I have spent an inordinate amount of time behind the steering wheel of a car, ferrying co-workers and the worldwide stockpile of Haribo Tangfastics across Britain. I waited at the foot of three mountains while the the self-same colleagues climbed them. I helped them transfer onto bikes for the cycling phase. I gave team members my Blogger login so they could update the world on our progress. I sat upright, not sleeping, in a Citroen Grand Picasso overnight in a residential street on the outskirts of Lancaster.
It was not pretty. The inside of the car smelt like Jeffrey Dahmer's fridge by the time we'd finished. It rained so hard we were close to evolving gills. But bloody hell, I enjoyed it.

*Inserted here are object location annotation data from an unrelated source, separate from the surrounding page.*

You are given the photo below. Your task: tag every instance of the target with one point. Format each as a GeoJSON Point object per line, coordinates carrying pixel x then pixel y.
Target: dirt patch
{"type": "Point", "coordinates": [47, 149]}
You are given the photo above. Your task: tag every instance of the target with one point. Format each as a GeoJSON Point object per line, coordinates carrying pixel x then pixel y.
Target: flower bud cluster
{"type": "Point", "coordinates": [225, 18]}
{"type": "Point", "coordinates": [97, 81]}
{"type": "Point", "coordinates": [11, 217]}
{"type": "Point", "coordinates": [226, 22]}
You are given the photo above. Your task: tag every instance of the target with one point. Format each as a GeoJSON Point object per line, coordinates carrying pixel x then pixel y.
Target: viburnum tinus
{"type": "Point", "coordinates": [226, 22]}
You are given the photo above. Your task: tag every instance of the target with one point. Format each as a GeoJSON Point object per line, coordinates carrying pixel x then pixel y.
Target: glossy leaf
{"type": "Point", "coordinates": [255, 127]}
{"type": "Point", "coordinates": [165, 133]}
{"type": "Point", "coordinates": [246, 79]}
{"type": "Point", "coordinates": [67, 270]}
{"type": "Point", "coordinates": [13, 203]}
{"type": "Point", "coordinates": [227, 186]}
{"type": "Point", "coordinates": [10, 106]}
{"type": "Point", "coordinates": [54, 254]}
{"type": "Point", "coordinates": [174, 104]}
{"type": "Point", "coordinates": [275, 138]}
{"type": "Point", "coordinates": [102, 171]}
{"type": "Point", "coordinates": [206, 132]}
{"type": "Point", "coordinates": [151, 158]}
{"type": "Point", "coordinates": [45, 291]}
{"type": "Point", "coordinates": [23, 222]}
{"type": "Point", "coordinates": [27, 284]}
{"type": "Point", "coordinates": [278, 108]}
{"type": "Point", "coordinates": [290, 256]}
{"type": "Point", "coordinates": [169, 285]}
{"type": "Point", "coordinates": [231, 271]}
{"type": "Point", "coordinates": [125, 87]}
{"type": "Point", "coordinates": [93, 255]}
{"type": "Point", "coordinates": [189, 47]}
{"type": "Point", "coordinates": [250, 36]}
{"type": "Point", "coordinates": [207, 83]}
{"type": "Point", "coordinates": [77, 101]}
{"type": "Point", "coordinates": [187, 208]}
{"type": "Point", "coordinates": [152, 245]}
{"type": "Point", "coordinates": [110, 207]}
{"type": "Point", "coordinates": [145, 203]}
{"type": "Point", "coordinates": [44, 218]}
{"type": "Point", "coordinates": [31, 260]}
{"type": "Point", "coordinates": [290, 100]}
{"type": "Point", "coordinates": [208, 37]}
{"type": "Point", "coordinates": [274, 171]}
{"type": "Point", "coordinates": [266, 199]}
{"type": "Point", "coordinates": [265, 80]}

And we appear to have raised a bit of cash for a couple of good causes. Which is officially a Good Thing.
But. I'd made several promises before I left. First, I'd promised that I would not be persuaded by the alleged joys of camping. 1981 was the last time I'd been in a tent. It was a Boys' Brigade camp in Dyffryn, at the height of the Welsh Vowel Famine. After spending a week in a canvas-lined wind tunnel I vowed never to do it again.
But Friday afternoon found me bedding down in a tent at the foot of Scafell Pike in the Lake District. At first, the orange lining of the tent made me feel I was trying to sleep inside an Ommpa Loompa. I was seriously sleep-deprived following the previous Lancastrian night, so I soon overcame my misgivings and grabbed some zeds.
The other broken promise was cycle-related. I'd vowed not to get on a bike. But with a mile or so to go before the finishing line at Ben Nevis, I wanted to (a) finish in style and (b) give the climbers a bit of a head start on the mountain.
I thought it would be easy. I thought it would be a laugh. I completely misjudged the distance, steepness of the incline and my inability to figure out bicycle gears.
This is me pulling into the car park of the Ben Nevis Inn. I'm declaring to the watching audience that I don't know what these poncey cyclists have been bitching about for the last 450 miles. We're all having a jolly good laugh.
What people didn't see was me nearly throwing up at the side of the road a minute earlier. Me getting more than a little worried by the whole affair as a strange warmness enveloped my chest. Me going round the corner of the pub after handing over the bike and sitting down until the lights in my eyes had subsided and I could breathe again.
I think I need to do something about this.